Wir sind erst einmal hochgradig zufrieden, dass wir nach dem gestrigen Spieltag glauben, mit dem Abstieg gar nichts mehr zu tun zu haben. Das ist ein gefährlicher Satz, darüber bin ich mir im Klaren. Aber wir sind überzeugt. Wir müssen nur noch die Abstimmung zwischen Defensive und Offensive finden. Wir müssen die Balance erreichen. Das ist noch nicht richtig gelungen."

Eintracht Frankfurt: Heribert Bruchhagen über die Vertragssache Carlos Zambrano
Carlos Zambrano wechselte 2012 vom FC St. Pauli nach Frankfurt © Getty Images

Über eine mögliche Vertragsverlängerung von Carlos Zambrano:

"Wenn ich gehe, kommt ein anderer und so ist es auch im Fall von Carlos Zambrano: Wenn Zambrano geht, kommt ein anderer. Es geht die Welt nicht unter, wenn sich was verändert. Ein Sebastian Rode ist auch gegangen und wir stehen aktuell trotzdem gut da.

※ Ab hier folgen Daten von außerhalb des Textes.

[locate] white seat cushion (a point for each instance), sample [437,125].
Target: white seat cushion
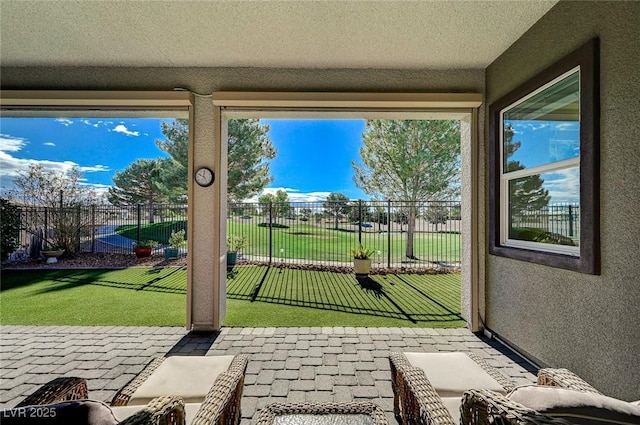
[576,406]
[123,412]
[451,374]
[453,406]
[189,377]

Unser Manager Bruno Hübner verhandelt intensiv mit Zambrano. Er kommt aus Südamerika, da ist es immer schwer mit dem ganzen Beraterstab. Ich bin aber überzeugt, dass es gut ausgeht für die Eintracht. Von den elf Spielern, die gestern in der Startelf standen, haben neun Spieler einen gültigen Vertrag. Wir sind also gerüstet für die Zukunft."